Earlier this Fall, the Hip-Hop Summit featured the likes of Russell Simmons, Ludacris, and Yung Joc, among others, who "gave advice" to nearly 2,000 people who gathered to hear about home buying "opportunities." I guess this shouldn't be too surprising since the so-called experts can't understand the reasons for the current economic recession.

After reading the article, I don't know if I'm more pissed about these cats telling us to "get our money right," like this is a question of intelligence, or by the fact that they are actively encouraging people to buy homes now, completely ignorant of the larger picture.

All this does for me is throw light on the antagonistic divide between these folks and us. And even though, in the grand scheme, they are small potatoes when it comes to the real financial elite, their place indicates their divorce from the actual conditions of life as workers face it. They have no appreciation for the fact that working folks and people of color have been getting their asses kicked by the State and ruling elite (and without much of a fight) for the past 35 years in terms of declining wages, rising unemployment, outsourcing, militarization of cities, decay of public infrastructure from schools to hospitals to public transit, and the intensification and standardization of labor, etc.

Now y'all wanna sit there and tell us to get our money right?
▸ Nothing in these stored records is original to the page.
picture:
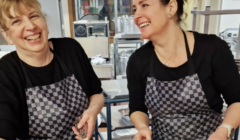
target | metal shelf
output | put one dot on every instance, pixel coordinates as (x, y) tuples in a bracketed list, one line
[(207, 14)]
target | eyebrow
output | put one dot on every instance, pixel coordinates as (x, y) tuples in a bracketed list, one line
[(139, 3)]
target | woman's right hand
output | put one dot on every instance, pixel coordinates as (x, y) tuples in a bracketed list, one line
[(143, 134)]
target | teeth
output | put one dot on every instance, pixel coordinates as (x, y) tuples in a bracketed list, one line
[(33, 37), (144, 24)]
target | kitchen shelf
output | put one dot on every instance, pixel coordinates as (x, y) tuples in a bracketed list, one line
[(207, 12)]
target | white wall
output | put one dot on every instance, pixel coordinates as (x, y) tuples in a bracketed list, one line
[(65, 13), (230, 21), (2, 40)]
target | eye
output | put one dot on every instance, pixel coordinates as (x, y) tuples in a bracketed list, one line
[(15, 22), (35, 16), (144, 5), (134, 11)]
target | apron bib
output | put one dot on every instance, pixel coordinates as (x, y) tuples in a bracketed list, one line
[(53, 108), (179, 108)]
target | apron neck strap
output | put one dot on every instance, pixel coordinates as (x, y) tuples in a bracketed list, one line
[(190, 62), (27, 79)]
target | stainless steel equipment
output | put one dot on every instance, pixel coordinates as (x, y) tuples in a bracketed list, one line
[(230, 35), (93, 36), (123, 60)]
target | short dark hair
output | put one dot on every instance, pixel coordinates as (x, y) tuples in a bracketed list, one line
[(180, 10)]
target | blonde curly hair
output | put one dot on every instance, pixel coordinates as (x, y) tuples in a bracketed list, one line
[(17, 5)]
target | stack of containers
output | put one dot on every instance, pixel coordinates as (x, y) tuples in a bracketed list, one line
[(126, 25)]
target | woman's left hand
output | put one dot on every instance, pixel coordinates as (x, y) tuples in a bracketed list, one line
[(218, 135), (89, 117)]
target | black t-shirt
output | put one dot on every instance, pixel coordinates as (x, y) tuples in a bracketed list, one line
[(213, 62), (13, 108)]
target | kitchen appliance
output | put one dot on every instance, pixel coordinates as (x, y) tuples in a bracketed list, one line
[(93, 35), (123, 60), (230, 35)]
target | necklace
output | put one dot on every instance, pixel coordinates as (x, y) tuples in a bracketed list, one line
[(166, 63)]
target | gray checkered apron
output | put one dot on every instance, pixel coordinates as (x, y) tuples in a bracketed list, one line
[(179, 108), (53, 108)]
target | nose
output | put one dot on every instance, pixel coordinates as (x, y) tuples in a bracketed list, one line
[(29, 24), (137, 15)]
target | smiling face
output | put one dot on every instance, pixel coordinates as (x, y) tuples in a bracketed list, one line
[(28, 30), (151, 17)]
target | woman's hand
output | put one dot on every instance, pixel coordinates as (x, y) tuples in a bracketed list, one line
[(219, 134), (89, 118), (143, 134)]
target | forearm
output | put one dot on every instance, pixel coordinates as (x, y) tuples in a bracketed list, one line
[(139, 119), (96, 103), (231, 117)]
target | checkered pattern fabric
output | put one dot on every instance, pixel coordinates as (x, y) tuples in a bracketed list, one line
[(53, 109), (180, 110)]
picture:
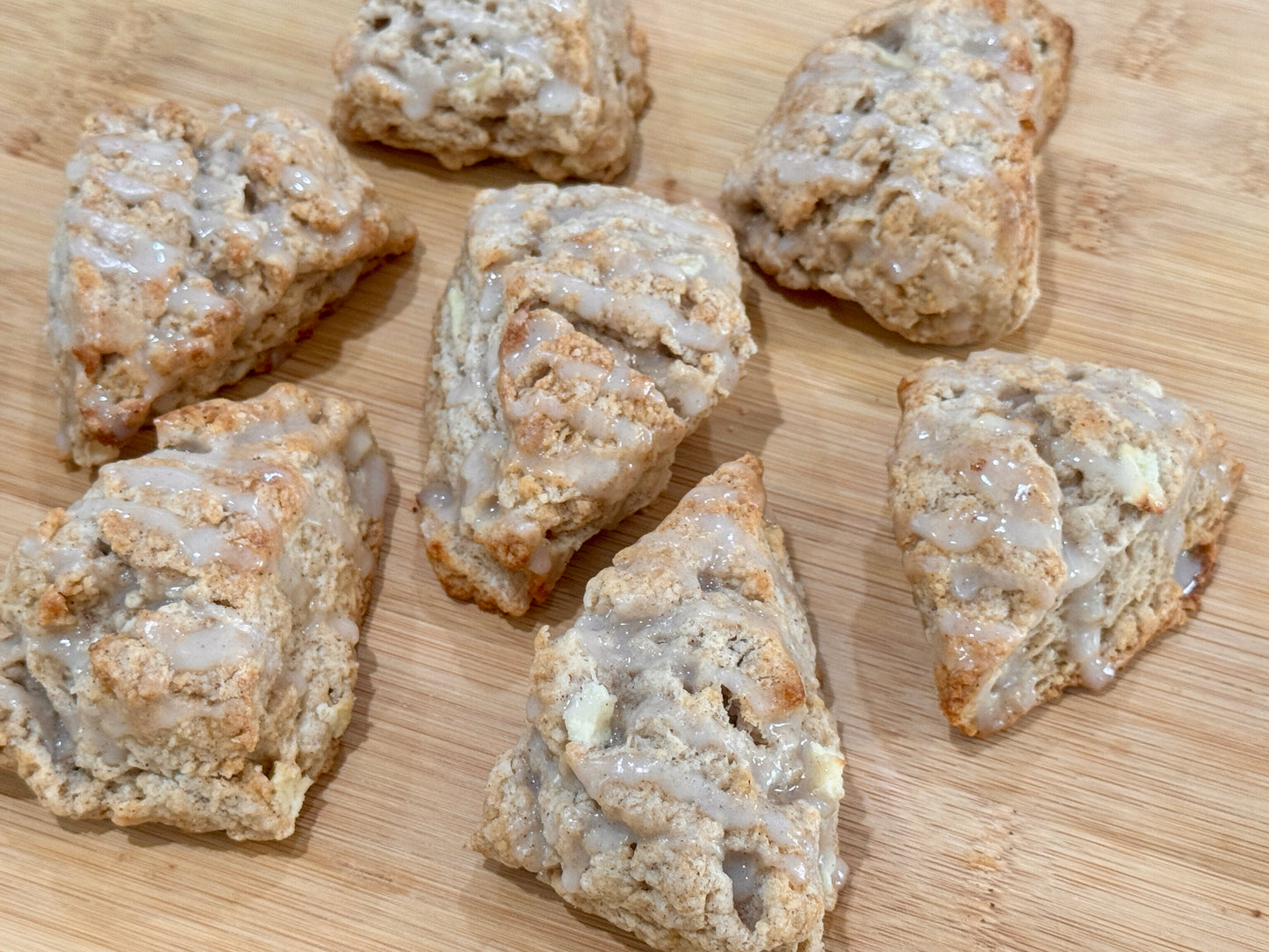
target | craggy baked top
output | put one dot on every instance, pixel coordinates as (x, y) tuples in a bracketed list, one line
[(178, 242), (555, 85), (896, 168), (696, 773), (584, 333), (1015, 480), (180, 641)]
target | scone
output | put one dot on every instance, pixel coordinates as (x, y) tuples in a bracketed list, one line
[(898, 169), (553, 87), (180, 644), (1054, 518), (681, 775), (191, 253), (585, 331)]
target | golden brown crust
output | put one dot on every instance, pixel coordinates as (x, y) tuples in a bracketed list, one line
[(898, 168), (551, 87), (681, 773), (191, 253), (183, 638), (1054, 519), (585, 331)]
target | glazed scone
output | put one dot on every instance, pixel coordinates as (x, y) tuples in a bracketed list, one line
[(898, 169), (180, 644), (190, 254), (553, 87), (681, 775), (1054, 518), (585, 331)]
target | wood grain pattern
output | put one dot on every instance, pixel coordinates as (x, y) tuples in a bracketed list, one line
[(1136, 819)]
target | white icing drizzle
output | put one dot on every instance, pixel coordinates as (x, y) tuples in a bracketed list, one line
[(190, 524), (1006, 501), (203, 188), (428, 54), (650, 672), (847, 119), (575, 281)]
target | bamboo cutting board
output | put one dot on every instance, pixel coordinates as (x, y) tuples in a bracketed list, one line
[(1137, 819)]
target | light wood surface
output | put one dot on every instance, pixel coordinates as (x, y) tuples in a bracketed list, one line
[(1137, 819)]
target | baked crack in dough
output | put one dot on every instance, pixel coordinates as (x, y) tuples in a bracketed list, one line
[(553, 87), (898, 169), (585, 331), (180, 644), (190, 254), (1054, 519), (681, 775)]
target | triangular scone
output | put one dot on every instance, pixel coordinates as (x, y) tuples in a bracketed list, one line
[(553, 87), (182, 641), (585, 331), (681, 775), (193, 253), (898, 168), (1054, 518)]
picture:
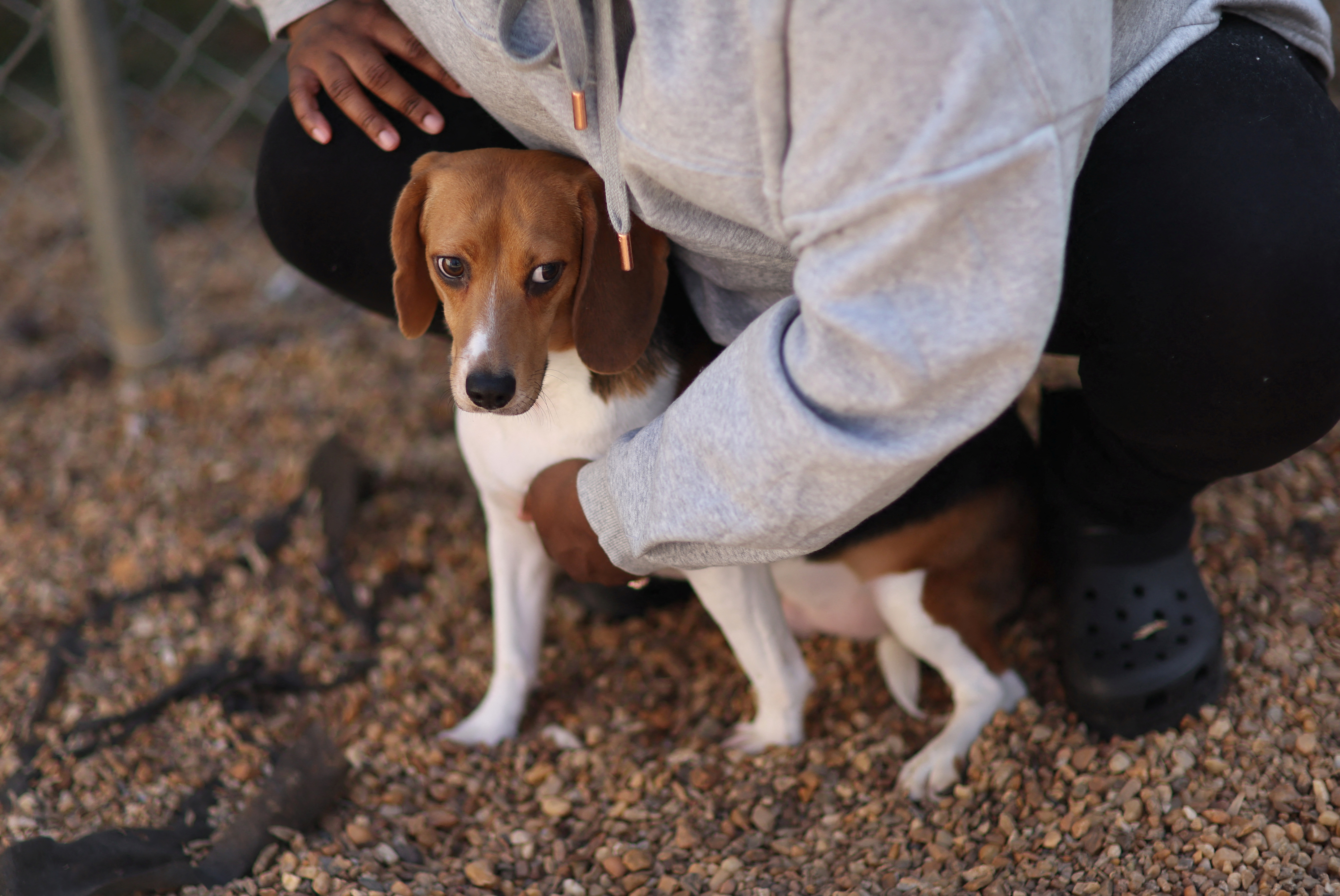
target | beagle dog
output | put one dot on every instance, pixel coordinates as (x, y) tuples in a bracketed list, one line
[(558, 351)]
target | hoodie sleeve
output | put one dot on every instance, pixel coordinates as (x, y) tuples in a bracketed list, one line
[(925, 160), (281, 14)]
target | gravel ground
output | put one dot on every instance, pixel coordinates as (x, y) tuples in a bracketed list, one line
[(617, 785)]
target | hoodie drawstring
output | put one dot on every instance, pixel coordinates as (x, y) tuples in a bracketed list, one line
[(571, 46)]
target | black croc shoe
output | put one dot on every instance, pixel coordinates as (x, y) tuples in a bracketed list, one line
[(1142, 644)]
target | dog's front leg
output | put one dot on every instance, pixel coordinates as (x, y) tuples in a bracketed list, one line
[(745, 605), (522, 575)]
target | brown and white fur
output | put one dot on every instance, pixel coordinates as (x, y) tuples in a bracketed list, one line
[(550, 361)]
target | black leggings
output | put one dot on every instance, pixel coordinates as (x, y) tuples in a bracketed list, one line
[(1202, 271)]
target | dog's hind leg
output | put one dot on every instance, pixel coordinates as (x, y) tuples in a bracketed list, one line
[(522, 575), (977, 692), (902, 673), (747, 607)]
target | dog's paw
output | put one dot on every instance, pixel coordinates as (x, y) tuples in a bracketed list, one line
[(480, 728), (929, 772)]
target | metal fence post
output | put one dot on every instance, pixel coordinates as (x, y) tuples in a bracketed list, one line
[(113, 194)]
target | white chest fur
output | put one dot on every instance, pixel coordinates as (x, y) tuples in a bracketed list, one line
[(569, 421)]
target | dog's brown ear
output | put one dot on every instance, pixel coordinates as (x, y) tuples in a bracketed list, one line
[(416, 298), (614, 311)]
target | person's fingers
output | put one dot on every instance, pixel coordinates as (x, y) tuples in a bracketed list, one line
[(399, 39), (303, 86), (343, 88), (377, 74)]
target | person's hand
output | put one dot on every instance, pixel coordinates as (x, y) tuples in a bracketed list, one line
[(554, 507), (342, 47)]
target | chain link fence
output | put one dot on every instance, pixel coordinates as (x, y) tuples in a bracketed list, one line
[(199, 80)]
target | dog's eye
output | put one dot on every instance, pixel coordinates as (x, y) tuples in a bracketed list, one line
[(546, 272), (451, 267)]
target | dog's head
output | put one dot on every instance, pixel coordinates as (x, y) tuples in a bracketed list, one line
[(518, 248)]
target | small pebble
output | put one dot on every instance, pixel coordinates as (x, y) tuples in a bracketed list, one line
[(482, 875), (555, 807)]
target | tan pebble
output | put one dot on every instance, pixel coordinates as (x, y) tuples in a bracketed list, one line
[(634, 880), (764, 819), (1274, 836), (440, 819), (538, 773), (977, 878), (482, 875), (1227, 859), (687, 838), (555, 807), (125, 571)]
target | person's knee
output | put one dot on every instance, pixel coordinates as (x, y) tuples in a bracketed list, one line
[(1225, 401)]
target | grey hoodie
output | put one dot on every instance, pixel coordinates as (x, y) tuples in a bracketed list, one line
[(868, 203)]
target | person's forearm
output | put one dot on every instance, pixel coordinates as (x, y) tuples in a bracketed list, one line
[(925, 189)]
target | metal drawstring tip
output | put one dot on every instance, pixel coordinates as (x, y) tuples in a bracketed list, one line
[(626, 251), (579, 110)]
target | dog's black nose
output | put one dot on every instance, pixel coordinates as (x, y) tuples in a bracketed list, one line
[(491, 392)]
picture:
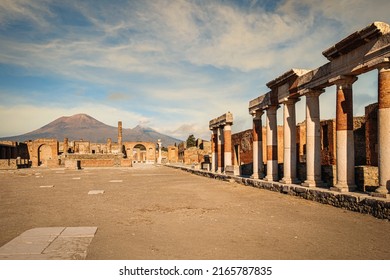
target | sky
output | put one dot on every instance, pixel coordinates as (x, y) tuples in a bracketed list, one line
[(169, 65)]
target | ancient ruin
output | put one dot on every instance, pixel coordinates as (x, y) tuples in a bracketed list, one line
[(362, 51)]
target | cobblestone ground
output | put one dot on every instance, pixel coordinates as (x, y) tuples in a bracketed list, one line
[(154, 212)]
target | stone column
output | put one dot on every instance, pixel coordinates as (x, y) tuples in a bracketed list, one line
[(120, 136), (272, 144), (383, 131), (159, 152), (289, 142), (258, 167), (109, 146), (345, 152), (214, 155), (66, 146), (227, 139), (313, 140), (220, 149)]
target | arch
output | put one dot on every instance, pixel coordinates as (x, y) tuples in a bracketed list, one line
[(44, 154)]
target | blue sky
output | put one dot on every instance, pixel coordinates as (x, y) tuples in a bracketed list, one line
[(170, 65)]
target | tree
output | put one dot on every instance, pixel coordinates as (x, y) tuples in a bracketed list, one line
[(191, 142)]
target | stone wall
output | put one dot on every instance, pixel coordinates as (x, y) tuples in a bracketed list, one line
[(366, 178), (362, 203), (371, 113)]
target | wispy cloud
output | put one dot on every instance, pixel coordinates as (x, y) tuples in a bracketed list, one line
[(174, 64)]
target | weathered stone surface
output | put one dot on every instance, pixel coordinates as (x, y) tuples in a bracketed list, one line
[(96, 192), (377, 207), (49, 243)]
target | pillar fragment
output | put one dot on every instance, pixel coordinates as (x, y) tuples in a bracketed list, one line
[(227, 138), (220, 149), (120, 136), (313, 140), (66, 145), (383, 131), (345, 152), (272, 144), (214, 155), (289, 142), (159, 159), (258, 167)]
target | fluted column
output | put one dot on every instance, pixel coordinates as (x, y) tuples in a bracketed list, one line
[(66, 145), (220, 149), (214, 149), (272, 144), (258, 167), (289, 142), (345, 151), (384, 131), (313, 140), (109, 145), (227, 139)]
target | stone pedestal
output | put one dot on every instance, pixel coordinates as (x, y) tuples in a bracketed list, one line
[(258, 167), (214, 149), (383, 131), (272, 145), (345, 152), (290, 143), (227, 138), (313, 140), (220, 150)]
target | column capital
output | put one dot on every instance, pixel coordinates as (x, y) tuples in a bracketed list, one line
[(309, 92), (257, 114), (384, 65), (343, 80), (290, 100)]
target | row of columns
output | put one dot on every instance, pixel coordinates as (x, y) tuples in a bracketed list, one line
[(344, 137)]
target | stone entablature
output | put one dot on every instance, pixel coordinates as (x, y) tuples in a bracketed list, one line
[(221, 120), (221, 146), (362, 51)]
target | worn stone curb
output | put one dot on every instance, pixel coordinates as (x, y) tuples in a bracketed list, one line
[(362, 203)]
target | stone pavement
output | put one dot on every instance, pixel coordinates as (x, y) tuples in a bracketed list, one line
[(51, 243)]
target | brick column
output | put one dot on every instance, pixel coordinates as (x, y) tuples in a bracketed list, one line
[(109, 146), (313, 140), (66, 145), (220, 149), (345, 152), (120, 136), (272, 144), (227, 139), (289, 142), (383, 131), (214, 150), (258, 167)]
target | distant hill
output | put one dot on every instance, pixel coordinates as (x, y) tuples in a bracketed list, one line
[(82, 126)]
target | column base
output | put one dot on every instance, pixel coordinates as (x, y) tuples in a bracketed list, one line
[(290, 181), (343, 188), (270, 178), (313, 184), (381, 192), (257, 176)]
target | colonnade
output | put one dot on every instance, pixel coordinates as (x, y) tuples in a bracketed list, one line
[(363, 51), (221, 145)]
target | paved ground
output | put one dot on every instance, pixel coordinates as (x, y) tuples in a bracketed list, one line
[(149, 212)]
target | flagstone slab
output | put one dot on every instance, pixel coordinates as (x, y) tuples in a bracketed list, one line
[(52, 243)]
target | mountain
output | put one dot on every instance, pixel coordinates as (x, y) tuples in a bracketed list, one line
[(82, 126)]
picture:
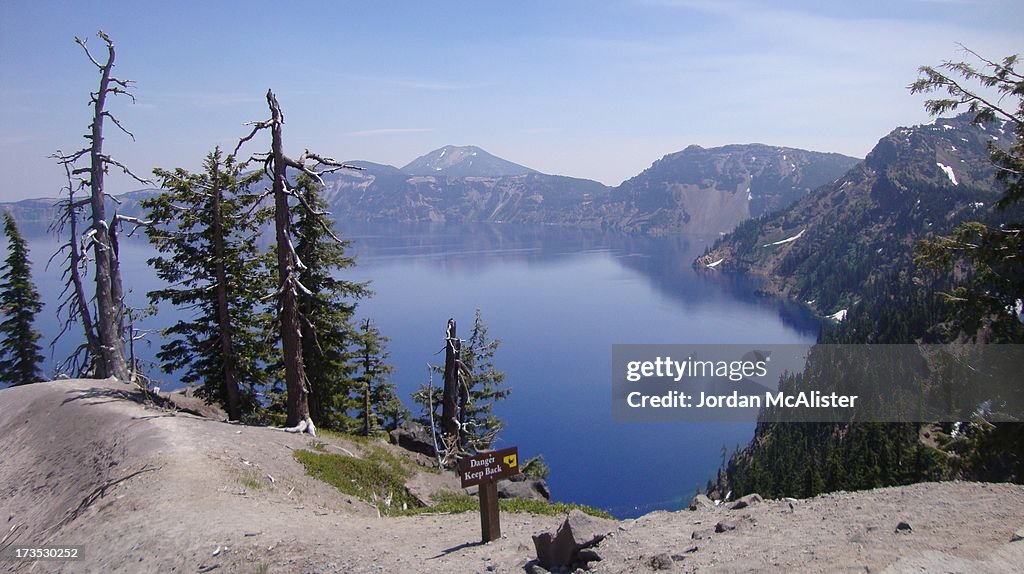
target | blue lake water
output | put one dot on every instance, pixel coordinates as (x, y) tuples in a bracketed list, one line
[(558, 300)]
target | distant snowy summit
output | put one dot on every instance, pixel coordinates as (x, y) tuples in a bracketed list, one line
[(464, 161)]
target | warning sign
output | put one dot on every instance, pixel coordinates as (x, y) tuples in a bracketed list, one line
[(489, 467)]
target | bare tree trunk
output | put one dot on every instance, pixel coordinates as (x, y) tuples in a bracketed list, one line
[(104, 332), (112, 361), (223, 314), (295, 372), (275, 165), (450, 398)]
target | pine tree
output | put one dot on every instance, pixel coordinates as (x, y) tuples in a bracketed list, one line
[(19, 351), (275, 165), (327, 304), (378, 397), (200, 226), (990, 297), (482, 386)]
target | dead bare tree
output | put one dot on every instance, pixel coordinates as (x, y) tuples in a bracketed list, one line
[(104, 339), (450, 402), (275, 166)]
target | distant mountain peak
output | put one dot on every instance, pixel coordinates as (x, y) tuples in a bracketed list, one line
[(464, 161)]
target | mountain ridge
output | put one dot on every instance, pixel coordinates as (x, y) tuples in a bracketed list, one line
[(696, 190), (833, 244)]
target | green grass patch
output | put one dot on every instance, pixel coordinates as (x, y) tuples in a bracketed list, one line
[(378, 479), (455, 502)]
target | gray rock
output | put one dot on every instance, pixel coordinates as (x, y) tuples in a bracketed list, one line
[(725, 526), (415, 437), (579, 532), (749, 500), (662, 562), (701, 502), (532, 488), (534, 567)]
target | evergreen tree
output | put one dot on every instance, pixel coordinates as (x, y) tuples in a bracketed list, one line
[(275, 166), (989, 299), (19, 352), (327, 303), (482, 386), (379, 401), (200, 226)]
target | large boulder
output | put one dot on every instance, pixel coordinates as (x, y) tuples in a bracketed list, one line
[(415, 437), (572, 540), (749, 500)]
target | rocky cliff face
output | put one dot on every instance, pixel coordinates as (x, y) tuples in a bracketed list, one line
[(692, 191), (829, 245), (708, 191)]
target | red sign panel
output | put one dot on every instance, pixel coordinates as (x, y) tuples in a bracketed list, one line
[(488, 467)]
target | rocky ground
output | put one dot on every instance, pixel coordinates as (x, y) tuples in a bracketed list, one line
[(146, 489)]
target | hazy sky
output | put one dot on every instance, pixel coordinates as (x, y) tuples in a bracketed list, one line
[(581, 88)]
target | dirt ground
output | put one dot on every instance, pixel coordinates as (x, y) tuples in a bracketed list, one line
[(145, 489)]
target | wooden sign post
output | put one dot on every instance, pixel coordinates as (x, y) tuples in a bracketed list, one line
[(484, 470)]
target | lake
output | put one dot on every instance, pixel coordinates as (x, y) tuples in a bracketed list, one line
[(558, 300)]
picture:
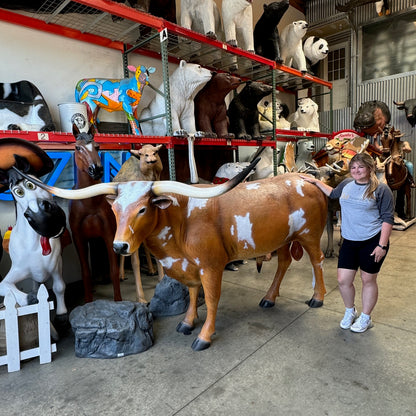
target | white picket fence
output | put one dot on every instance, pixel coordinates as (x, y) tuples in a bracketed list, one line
[(10, 314)]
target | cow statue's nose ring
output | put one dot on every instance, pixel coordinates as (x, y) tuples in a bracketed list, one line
[(120, 247)]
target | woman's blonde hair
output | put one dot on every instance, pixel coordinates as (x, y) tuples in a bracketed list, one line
[(369, 163)]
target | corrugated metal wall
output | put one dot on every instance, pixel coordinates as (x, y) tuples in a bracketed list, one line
[(318, 11)]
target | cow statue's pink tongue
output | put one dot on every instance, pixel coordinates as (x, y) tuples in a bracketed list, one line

What the fuck?! We have been buying homes, but with the variable interests rates (which we're damn near forced to accept if we want a home) and with no increase in the value of our labor-power, we wind up foreclosing after the first couple of years! AND, you got speculators who are actually making money off of working people foreclosing on their homes through the collapse of certain lending institutions which precipitated the current crisis to begin with. Once this began to implicate the financial elite in general, the State steps in to save them by nationalizing key institutions. This wasn't enough though, so congress quickly writes up a bill where the working class will pick up the tab by nearly a trillion dollars that could be used to build homes and infrastructure, but is instead handed over to the same motherfuckers that got us here.

Instead of acting oblivious to this reality and giving, at best, irrelevant advice, why aren't they encouraging working people, like David Banner has been doing, to form mass organizations to fight for power? At times like these, such organizations are critically needed. But some of these people aren't able to see past their own fortune and into the struggles of common people. It doesn't matter where the fuck they are from. Like Rakim said, it's where you at.